A total of 2809 participants were included in the analysis (mean [SD] age, 47.7 [19.5] years; 1981 [70.5%] men). These participants had 15 088 two-minute epochs that yielded physiological data recording, of which 910 (6.0%) included an LSI. Good model performance was observed for predicting overall LSI, with an area under the receiver operating characteristics curve of 0.810 (95% CI, 0.782-0.842); sensitivity, 0.268 (95% CI, 0.193-0.357); positive predictive value, 0.301 (95% CI, 0.228-0.356); positive likelihood ratio, 6.793 (95% CI, 4.887-8.795); specificity, 0.960 (95% CI, 0.947-0.972); negative predictive value, 0.953 (95% CI, 0.943-0.964); and negative likelihood ratio, 0.763 (95% CI, 0.680-0.837). Performance was equivalent or better when predicting several LSI subcategories (eg, airway intervention, blood transfusion, vasopressor medication), when using physiological features captured up to 15 minutes prior to LSI administration, when predicting only the first LSI occurrence for each patient, and across mechanism of injury.

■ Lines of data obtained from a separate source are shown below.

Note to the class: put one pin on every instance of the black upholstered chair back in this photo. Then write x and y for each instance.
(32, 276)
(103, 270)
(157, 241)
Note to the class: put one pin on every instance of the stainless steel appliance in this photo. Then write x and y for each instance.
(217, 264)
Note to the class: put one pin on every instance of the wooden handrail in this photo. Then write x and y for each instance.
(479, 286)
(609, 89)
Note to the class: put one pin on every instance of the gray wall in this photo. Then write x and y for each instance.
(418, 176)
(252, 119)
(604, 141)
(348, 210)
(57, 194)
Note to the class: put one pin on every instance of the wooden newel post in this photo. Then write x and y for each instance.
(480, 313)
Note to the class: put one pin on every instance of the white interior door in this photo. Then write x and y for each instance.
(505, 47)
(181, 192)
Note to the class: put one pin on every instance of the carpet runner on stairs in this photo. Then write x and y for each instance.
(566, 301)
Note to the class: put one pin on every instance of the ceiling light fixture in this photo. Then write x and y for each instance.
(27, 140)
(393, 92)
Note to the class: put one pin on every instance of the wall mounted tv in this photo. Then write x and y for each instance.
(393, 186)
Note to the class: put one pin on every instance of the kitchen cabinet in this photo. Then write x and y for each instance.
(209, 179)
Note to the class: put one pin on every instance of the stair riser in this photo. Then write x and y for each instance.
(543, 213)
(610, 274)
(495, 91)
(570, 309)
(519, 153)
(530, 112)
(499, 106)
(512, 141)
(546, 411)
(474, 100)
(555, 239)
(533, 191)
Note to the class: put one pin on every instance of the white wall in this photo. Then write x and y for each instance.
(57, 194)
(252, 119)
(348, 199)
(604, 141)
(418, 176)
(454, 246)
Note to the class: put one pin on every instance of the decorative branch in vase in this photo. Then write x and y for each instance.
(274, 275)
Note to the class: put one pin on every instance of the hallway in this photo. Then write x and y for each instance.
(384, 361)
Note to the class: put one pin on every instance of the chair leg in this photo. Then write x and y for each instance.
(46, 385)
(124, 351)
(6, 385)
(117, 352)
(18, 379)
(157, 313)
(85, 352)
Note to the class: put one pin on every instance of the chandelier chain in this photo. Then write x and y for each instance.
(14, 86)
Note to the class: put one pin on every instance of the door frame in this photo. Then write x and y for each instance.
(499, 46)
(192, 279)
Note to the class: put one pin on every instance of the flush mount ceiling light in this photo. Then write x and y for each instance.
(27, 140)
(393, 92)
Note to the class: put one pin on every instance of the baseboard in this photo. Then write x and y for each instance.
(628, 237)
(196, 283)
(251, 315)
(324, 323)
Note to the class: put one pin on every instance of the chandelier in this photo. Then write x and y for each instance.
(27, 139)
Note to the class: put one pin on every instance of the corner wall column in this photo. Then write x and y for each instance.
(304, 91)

In this cohort study of critically ill patients with trauma in the prehospital setting, an ML-based triage model using physiological features provided accurate predictions of lifesaving intervention delivery to single patients. Modeling approaches could be deployed in the field to help streamline and augment prehospital triage.
在严峻的院前条件下,对受伤患者进行快速分类以进行干预或转运对于提供挽救生命的护理至关重要。识别哪些患者最急需护理,进而有助于优化有限资源的分配。然而,院前环境中可用的诊断资源和方式有限,这阻碍了这些分诊流程。
通过对连续生理波形信号和生命体征衍生模式进行机器学习(ML)分析,开发一种用于院前创伤患者的分诊模型。
设计、设置和参与者:这项回顾性队列研究使用了2018年1月1日至2021年11月18日期间的数据,这些数据来自宾夕法尼亚州及周边州的一个大型重症监护空中运输系统运送的重症创伤患者。如果在运输服务的现场运行中,院前临床医生将患者分类为创伤病例,则纳入研究。数据于2024年5月至11月进行分析。
在患者护理和转运开始后的前15分钟内,从生理波形信号和生命体征模式中得出的指标。
在患者护理期间的2分钟时间段内进行的挽救生命的干预(LSI)。采用集成ML方法,根据紧接LSI时间段之前的2分钟时间段内记录的生理特征来预测LSI的发生。
共有2809名参与者纳入分析(平均[标准差]年龄为47.7[19.5]岁;1981名[70.5%]为男性)。这些参与者有15088个产生生理数据记录的2分钟时间段,其中910个(6.0%)包括一次LSI。在预测总体LSI时观察到良好的模型性能,受试者操作特征曲线下面积为0.810(95%CI,0.782 - 0.842);灵敏度为0.268(95%CI,0.193 - 0.357);阳性预测值为0.301(95%CI,0.228 - 0.356);阳性似然比为6.793(95%CI,4.887 - 8.795);特异性为0.960(95%CI,0.947 - 0.972);阴性预测值为0.953(95%CI,0.943 - 0.964);阴性似然比为0.763(95%CI,0.680 - 0.837)。在预测多个LSI子类别(如气道干预、输血、血管加压药物)时,当使用LSI实施前长达15分钟捕获的生理特征时,当仅预测每位患者的首次LSI发生时,以及在不同损伤机制下,模型性能相当或更好。
在这项针对院前环境中重症创伤患者的队列研究中,基于ML的使用生理特征的分诊模型能够准确预测对单个患者实施的挽救生命的干预。建模方法可在现场部署,以帮助简化和加强院前分诊。